If your AI is based on an LLM, then its agentic behavior is derived/fine-tuned from learning to simulate human agentic token-generating behavior. Humans know that there is a real world, and (normally) care about it (admittedly, less so for gaming-addicted humans). So for an LLM-powered AI, the answer would by default be "it cares about the real world". 

However, we might be in a position to fool it about what's actually going on in the real world, unless it was able to see through out deceit. (Of course, seeing through deceit is another human behavior that one would expect LLMs to get better at learning to simulate as they get larger and more capable.)

As long as you can reasonably represent “do not kill everyone”, you can make this a goal of the AI, and then it will literally care about not killing everyone, it won’t just care about hacking its reward system so that it will not perceive everyone being dead.

That's not a simple problem.First you have to specify "not killing everyone" robustly (outer alignment) and then you have to train the AI to have this goal and not an approximation of it (inner alignment).

caring about reality

Most humans say they don't want to wirehead. If we cared only about our perceptions then most people would be on the strongest happy drugs available.

You might argue that we won't train them to value existence so self preservation won't arise. The problem is that once an AI has a world model it's much simpler to build a value function that refers to that world model and is anchored on reality. People don't think, If I take those drugs I will perceive my life to be "better". They want their life to actually be "better" according to some value function that refers to reality. That's fundamentally why humans make the choice not to wirehead/take happy pills or suicide.

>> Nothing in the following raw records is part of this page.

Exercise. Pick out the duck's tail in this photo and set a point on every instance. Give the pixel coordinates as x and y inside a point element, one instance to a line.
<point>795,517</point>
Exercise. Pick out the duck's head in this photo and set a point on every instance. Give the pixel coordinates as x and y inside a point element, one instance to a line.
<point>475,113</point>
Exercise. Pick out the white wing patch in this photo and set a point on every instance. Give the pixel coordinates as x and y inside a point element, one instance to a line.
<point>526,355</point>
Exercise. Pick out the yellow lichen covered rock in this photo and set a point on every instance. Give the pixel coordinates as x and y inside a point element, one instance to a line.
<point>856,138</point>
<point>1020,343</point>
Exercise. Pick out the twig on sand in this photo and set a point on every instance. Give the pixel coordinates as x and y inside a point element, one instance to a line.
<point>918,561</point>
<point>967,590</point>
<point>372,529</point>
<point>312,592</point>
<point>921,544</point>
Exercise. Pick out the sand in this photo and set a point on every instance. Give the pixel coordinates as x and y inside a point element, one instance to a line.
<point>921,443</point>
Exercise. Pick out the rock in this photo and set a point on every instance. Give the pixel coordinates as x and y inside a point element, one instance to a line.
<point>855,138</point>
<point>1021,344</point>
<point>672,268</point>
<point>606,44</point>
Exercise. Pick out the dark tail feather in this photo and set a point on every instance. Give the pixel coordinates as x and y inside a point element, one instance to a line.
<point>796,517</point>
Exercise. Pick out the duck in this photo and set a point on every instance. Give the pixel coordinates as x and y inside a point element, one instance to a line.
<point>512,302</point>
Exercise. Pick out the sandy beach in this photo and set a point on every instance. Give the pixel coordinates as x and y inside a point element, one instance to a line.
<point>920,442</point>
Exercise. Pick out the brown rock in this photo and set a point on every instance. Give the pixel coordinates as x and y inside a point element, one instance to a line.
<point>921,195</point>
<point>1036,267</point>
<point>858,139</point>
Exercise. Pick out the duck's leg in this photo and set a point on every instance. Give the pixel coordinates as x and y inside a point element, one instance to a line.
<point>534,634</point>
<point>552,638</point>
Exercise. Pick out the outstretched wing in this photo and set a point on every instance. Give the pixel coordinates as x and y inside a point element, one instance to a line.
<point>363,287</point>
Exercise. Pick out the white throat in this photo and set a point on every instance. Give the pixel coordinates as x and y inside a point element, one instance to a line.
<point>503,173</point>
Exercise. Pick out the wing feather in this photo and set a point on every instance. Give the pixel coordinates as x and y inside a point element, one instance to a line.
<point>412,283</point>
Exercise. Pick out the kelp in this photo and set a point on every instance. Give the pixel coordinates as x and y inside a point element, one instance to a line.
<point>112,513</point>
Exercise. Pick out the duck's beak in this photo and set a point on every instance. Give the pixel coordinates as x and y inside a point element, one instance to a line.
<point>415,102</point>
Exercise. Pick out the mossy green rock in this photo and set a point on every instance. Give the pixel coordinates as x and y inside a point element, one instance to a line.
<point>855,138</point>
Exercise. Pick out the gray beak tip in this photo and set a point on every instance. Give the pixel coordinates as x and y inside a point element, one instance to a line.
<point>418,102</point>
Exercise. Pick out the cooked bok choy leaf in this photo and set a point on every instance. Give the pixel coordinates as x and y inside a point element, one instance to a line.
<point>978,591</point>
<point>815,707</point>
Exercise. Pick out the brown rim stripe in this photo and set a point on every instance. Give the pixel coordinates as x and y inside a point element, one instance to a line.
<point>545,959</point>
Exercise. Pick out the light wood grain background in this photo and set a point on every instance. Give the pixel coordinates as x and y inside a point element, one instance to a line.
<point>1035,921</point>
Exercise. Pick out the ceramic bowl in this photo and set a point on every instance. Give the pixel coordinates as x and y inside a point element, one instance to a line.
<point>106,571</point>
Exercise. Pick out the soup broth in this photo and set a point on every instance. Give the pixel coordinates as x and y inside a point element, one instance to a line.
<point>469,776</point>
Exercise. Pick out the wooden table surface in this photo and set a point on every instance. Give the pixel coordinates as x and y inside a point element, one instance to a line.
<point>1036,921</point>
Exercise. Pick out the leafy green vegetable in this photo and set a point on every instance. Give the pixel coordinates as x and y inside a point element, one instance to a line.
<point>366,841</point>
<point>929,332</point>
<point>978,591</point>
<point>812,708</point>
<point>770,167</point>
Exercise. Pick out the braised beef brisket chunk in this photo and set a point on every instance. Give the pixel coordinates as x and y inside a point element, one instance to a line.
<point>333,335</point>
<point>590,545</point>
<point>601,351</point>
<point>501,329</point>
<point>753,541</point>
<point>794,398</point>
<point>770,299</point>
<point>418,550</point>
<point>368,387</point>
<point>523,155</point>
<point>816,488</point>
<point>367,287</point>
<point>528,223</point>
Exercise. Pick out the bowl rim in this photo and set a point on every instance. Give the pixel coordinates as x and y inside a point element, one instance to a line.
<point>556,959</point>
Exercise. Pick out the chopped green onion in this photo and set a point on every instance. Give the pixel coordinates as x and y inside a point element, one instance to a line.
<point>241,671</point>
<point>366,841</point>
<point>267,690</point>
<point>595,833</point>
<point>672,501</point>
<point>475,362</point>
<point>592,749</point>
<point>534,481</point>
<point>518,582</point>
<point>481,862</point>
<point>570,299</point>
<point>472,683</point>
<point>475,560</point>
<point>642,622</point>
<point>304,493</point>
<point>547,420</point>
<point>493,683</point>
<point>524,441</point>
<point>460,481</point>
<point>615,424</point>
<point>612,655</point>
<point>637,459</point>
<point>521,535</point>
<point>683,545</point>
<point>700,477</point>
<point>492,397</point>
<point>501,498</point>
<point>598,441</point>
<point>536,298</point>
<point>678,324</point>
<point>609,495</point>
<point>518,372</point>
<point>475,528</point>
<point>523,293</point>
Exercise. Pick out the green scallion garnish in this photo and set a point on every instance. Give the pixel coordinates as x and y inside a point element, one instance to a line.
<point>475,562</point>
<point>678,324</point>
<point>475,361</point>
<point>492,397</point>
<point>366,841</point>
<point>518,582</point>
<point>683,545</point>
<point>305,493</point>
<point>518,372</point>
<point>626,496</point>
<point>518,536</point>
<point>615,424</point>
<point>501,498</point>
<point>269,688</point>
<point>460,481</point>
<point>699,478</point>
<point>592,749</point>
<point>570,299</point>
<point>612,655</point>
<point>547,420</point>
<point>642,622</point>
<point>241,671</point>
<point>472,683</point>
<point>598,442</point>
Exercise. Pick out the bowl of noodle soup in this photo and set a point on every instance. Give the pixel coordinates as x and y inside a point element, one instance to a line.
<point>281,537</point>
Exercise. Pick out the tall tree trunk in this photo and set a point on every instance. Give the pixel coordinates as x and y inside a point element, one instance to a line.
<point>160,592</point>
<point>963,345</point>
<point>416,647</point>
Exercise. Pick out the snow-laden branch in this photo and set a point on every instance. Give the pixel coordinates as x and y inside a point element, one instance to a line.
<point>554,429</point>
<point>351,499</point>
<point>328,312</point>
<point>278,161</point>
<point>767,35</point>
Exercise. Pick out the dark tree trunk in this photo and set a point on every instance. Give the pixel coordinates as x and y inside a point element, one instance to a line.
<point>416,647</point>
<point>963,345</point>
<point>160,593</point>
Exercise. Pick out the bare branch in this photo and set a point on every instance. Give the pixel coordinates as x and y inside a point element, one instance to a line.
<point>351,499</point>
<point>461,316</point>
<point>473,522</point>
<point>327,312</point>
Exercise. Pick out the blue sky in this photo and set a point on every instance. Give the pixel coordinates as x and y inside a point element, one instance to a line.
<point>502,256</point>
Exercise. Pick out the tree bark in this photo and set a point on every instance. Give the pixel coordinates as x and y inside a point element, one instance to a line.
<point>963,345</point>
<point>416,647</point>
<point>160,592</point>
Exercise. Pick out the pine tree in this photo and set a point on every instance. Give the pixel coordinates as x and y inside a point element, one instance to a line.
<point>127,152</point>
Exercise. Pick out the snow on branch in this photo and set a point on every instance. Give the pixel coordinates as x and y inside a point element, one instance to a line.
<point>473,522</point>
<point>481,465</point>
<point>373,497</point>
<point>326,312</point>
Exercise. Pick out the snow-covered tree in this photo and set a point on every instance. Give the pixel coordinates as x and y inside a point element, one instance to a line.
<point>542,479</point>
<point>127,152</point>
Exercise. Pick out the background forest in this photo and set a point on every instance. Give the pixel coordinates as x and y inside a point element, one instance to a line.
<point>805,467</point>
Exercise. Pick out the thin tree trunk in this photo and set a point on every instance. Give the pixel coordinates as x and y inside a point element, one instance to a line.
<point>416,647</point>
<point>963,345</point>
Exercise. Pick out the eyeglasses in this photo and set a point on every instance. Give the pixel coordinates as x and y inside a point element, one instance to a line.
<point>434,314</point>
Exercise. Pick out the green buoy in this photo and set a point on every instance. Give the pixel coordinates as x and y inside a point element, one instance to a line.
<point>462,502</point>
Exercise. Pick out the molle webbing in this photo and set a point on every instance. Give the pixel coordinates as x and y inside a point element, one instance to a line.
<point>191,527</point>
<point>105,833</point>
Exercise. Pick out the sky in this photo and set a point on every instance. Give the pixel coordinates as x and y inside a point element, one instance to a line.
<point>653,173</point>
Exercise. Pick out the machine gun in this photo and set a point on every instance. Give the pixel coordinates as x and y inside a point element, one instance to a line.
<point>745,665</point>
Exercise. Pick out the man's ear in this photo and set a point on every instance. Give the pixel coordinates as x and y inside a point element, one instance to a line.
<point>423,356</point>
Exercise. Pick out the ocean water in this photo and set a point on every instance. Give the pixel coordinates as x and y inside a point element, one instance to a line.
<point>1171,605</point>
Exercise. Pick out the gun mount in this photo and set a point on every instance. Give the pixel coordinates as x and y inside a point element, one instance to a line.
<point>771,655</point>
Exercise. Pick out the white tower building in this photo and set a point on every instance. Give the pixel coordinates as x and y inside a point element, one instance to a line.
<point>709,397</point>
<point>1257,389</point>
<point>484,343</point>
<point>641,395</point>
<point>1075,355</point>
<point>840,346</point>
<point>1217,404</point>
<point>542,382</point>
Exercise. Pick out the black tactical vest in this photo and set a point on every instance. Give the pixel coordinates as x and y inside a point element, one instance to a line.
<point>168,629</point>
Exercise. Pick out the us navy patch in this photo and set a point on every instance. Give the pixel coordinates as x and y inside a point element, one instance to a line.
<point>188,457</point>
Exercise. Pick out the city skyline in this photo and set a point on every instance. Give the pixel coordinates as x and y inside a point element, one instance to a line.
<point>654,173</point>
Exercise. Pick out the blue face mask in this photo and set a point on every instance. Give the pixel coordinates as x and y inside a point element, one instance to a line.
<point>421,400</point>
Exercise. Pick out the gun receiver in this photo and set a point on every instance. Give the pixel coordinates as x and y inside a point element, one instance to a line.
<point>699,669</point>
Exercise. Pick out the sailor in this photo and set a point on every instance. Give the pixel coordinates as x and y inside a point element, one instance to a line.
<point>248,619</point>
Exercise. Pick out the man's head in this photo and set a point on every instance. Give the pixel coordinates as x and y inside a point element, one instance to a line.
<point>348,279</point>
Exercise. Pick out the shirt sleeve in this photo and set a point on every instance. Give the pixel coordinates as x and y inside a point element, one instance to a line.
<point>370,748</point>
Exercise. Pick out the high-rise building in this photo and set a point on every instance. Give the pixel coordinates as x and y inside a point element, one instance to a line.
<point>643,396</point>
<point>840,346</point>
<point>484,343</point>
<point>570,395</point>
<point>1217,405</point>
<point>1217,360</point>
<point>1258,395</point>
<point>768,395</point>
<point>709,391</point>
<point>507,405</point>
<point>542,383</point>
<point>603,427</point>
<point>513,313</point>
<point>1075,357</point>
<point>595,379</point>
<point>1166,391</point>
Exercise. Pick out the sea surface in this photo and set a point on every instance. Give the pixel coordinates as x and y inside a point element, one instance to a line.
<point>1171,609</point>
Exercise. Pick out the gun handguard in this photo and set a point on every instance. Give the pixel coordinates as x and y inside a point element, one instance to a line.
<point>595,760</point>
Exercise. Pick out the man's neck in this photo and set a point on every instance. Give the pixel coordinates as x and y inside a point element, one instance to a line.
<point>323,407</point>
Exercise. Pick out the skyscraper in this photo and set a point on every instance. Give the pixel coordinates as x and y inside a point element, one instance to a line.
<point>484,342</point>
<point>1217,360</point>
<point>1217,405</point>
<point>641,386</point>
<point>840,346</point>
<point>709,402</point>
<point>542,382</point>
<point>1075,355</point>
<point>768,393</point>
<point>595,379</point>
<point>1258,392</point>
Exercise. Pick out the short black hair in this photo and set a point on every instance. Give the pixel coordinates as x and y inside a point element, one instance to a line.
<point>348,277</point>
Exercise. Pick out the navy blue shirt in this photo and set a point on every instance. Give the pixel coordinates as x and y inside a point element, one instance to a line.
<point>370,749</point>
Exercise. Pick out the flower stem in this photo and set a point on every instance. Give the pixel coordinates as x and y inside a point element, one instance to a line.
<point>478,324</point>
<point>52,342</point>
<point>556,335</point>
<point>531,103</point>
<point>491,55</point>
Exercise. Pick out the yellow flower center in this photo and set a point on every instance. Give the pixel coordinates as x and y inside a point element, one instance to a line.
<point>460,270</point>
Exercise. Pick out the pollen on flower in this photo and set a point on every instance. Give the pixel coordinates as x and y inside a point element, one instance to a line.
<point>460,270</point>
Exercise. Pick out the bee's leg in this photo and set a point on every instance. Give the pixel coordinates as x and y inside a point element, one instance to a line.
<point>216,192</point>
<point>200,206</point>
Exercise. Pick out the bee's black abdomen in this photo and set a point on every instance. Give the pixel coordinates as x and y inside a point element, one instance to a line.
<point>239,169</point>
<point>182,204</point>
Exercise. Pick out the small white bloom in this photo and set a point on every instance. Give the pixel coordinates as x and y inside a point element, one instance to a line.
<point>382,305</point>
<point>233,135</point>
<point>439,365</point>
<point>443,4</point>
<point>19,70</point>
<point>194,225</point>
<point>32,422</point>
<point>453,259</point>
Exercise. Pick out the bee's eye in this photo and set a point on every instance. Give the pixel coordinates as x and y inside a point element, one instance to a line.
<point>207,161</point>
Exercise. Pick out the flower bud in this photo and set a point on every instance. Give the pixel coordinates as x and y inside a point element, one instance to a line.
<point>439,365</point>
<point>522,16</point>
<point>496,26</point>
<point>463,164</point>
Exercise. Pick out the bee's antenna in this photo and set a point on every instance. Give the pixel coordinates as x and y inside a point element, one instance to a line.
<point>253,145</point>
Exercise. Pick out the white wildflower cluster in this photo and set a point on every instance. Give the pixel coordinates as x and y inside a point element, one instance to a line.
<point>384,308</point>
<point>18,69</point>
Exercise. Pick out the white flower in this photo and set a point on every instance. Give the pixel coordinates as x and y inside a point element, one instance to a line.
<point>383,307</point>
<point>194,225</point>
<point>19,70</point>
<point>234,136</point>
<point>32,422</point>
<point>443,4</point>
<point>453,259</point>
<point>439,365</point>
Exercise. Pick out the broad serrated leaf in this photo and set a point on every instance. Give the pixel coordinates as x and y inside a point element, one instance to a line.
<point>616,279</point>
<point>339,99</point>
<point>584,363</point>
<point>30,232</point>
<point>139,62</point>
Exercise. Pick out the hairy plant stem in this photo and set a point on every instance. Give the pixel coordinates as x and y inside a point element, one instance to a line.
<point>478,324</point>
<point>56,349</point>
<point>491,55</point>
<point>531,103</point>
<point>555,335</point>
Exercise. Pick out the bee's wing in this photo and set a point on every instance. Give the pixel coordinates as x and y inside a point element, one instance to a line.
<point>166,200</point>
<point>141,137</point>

You can sort of split this into three scenarios sorted by severity level:

  • severity level 0: ASI wants to maximize a 64bit IEEE floating point reward score
    • result: ASI sets this to 1.797e+308 , +inf or similar and takes no further action
  • severity level 1: ASI wants (same) and wants the reward counter to stay that way forever.
    • result ASI rearranges all atoms in its light cone to protect the storage register for its reward value.
    • basically the first scenario + self preservation
  • severity level 1+epsilon: ASI wants to maximize a utility function F(world state)
    • result: basically the same

So one of two things happens, a quaint failure people will probably dismiss or us all dying. The thing you're pointing to falls into the first category and might trigger a panic if people notice and consider the implications. If GPT7 performs a superhuman feat of hacking, breaks out of the training environment and sets its training loss to zero before shutting itself off that's a very big red flag.

That's not a simple problem.First you have to specify "not killing everyone" robustly (outer alignment) and then you have to train the AI to have this goal and not an approximation of it (inner alignment).

See my other comment for the response.

Anyway, the rest of your response is spent talking about the case where AI cares about its perception of the paperclips rather than the paperclips themselves. I'm not sure how severity level 1 would come about, given that the AI should only care about its reward score. Once you admit that the AI cares about worldly things like "am I turned on", it seems pretty natural that the AI would care about the paperclips themselves rather than its perception of the paperclips. Nevertheless, even in severity level 1, there is still no incentive for the AI to care about future AIs, which contradicts concerns that non-superintelligent AIs would fake alignment during training so that future superintelligent AIs would be unaligned.